В день, назначенный для казни, Петрашевский ни на одну минуту не изменил себе, не выказал ни малейшего признака робости и подошел к позорному столбу ровной и спокойной походкой. От предложения исповедаться перед смертью Петрашевский наотрез отказался, как равно отказался и от увещаний ксендза, подошедшего к нему после прочтения конфирмованного приговора. На предложение выразить посмертную волю свою Петрашевский будто бы отвечал, что России он желает прозреть, родной ему Польше желает сбросить с плеч своих иго русского тиранства, а завещать никому ничего не может, потому что у него ровно ничего в мире нет.

– Могу только разве родной Польше завещать мое сердце… да князю Голицыну мои кишки! – будто бы громко произнес Петрашевский, стоя у позорного столба.

Но насколько все это справедливо, я сказать не берусь. Повторяю же это как характерное доказательство степени политического развития детей в то далекое от нас время.

Ведь повторялось все это среди общества маленьких девочек от 13– до 16-летнего возраста, и притом девочек, принадлежавших исключительно к старым дворянским фамилиям, занесенным в Бархатную книгу.

Свидетельствуя о строгой истине всего сказанного, я обращаю внимание читателей настоящих воспоминаний на то, как все это далеко от той легендарной наивности, какою, по раз навсегда укоренившейся привычке, стараются снабдить институток старых времен.

Смею уверить всех тех, кто убежден в этой небывалой наивности, что ею были заражены только те, кто от века был осужден на олицетворение глупой наивности, и что институтское воспитание тут ровно ни при чем. Ровно ничего не понимать можно при всяком в мире воспитании… Это зависит от степени природного предрасположения к непониманию!..

В числе осужденных и приговоренных к смертной казни был некто Кашкин, очень еще молодой человек, едва достигнувший совершеннолетия, и которого все мы знали еще в правоведском мундире. Каким образом этот скромный и не особенно далекий мальчик мог попасть в такое серьезное дело, было нам всем совершенно непонятно. Нам передавали, что в Петропавловской крепости, где он содержался, он по целым дням разливался горькими слезами и выражал самое горячее раскаяние, что не помешало ему быть причисленным к первому разряду осужденных и выслушать прочтение смертного приговора, отмененного в последнюю минуту, перед самым его исполнением, тем оригинальным порядком, который от века практиковался и практикуется в подобных случаях.

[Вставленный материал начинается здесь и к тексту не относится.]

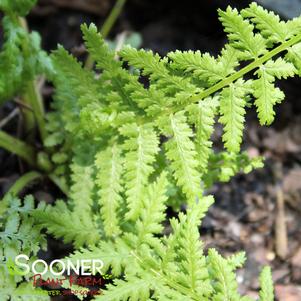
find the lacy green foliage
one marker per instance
(134, 136)
(19, 234)
(21, 57)
(114, 103)
(137, 138)
(172, 267)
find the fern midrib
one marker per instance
(255, 64)
(181, 151)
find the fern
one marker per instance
(19, 234)
(21, 57)
(128, 149)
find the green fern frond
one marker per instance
(240, 33)
(232, 110)
(59, 221)
(267, 95)
(225, 285)
(110, 163)
(152, 212)
(202, 116)
(268, 23)
(81, 191)
(141, 146)
(18, 7)
(180, 150)
(133, 288)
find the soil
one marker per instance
(246, 214)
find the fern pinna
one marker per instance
(135, 137)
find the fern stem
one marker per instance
(228, 80)
(33, 98)
(21, 183)
(107, 26)
(18, 147)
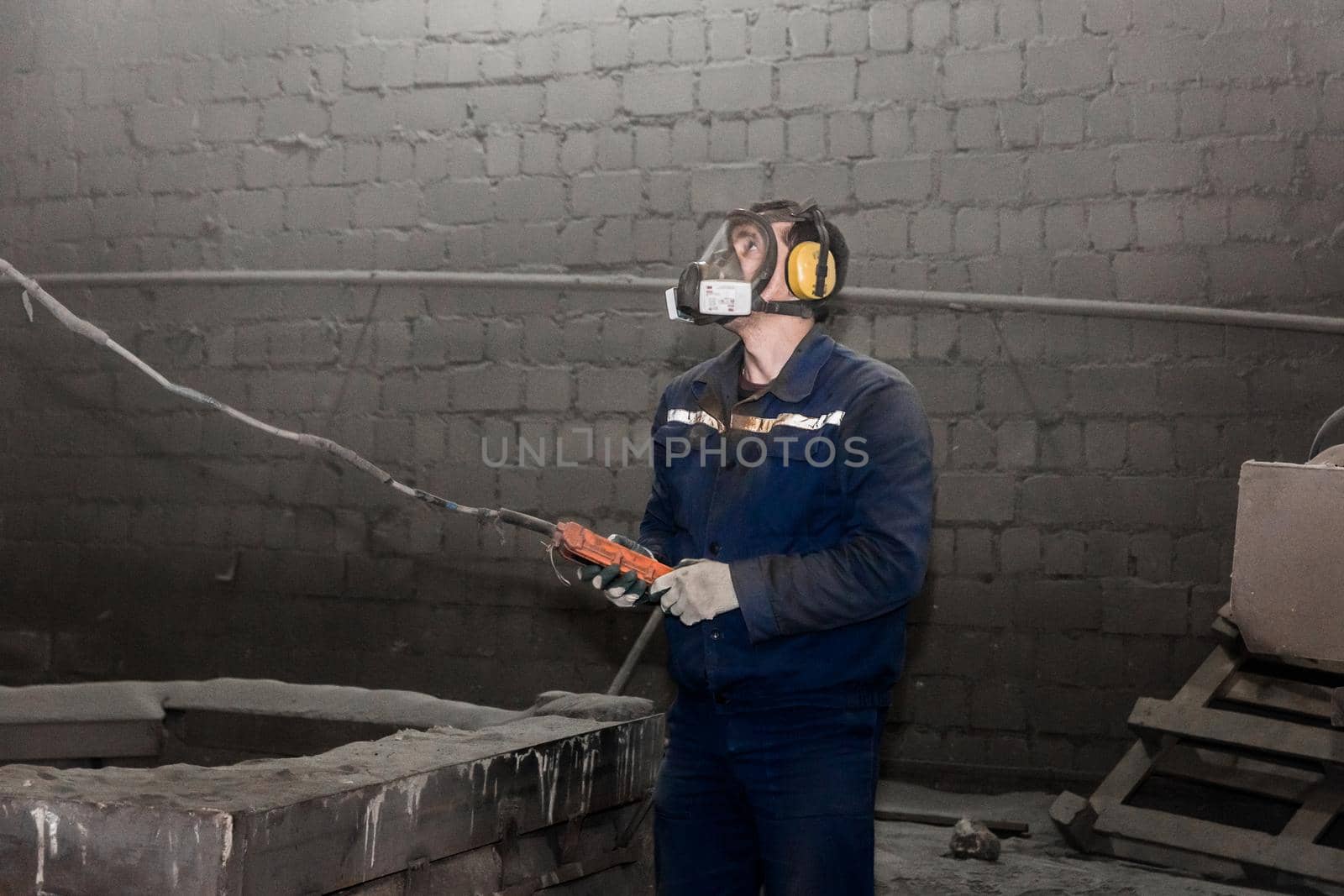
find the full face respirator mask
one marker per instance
(743, 258)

После прочтения смертного приговора, когда капюшоны саванов были уже опущены на глаза осужденных, в окружающей помост толпе произошло внезапное движение… Вдали показался всадник, мчавшийся во весь карьер к месту довершения казни и издали махавший какой-то бумагой…

– Помилование!.. Помилование!!.. – бесшумно разнеслось по наэлектризованной толпе…

Все насторожились, и подскакавший фельдъегерь, разом осадив взмыленную лошадь, подал пакет, запечатанный государственной печатью.

Присутствовавший при этом прокурор военного суда с благоговейным трепетом ознакомился с содержанием пакета…

Он громко произнес слова: "Высочайшее помилование" – и дал знак снять с осужденных опущенные на лица их капюшоны…

Из толпы грянуло громовое "ура"…

Двое из осужденных перекрестились…

Осужденный Монтрезор громко воскликнул:

– Великодушие есть отличительная черта русского государя!

Эта фраза, натянутая и словно с французского языка переведенная, вызвала ярый протест со стороны неугомонного Петрашевского.

– Молчи, дурак! – громко и отчетливо крикнул он, возбуждая в присутствующих невольное сожаление, что такая мощная нравственная сила была направлена против правительства, а не за него.

Кашкин громко зарыдал и был так потрясен, что потребовалась помощь доктора, чтобы привести его в полное сознание.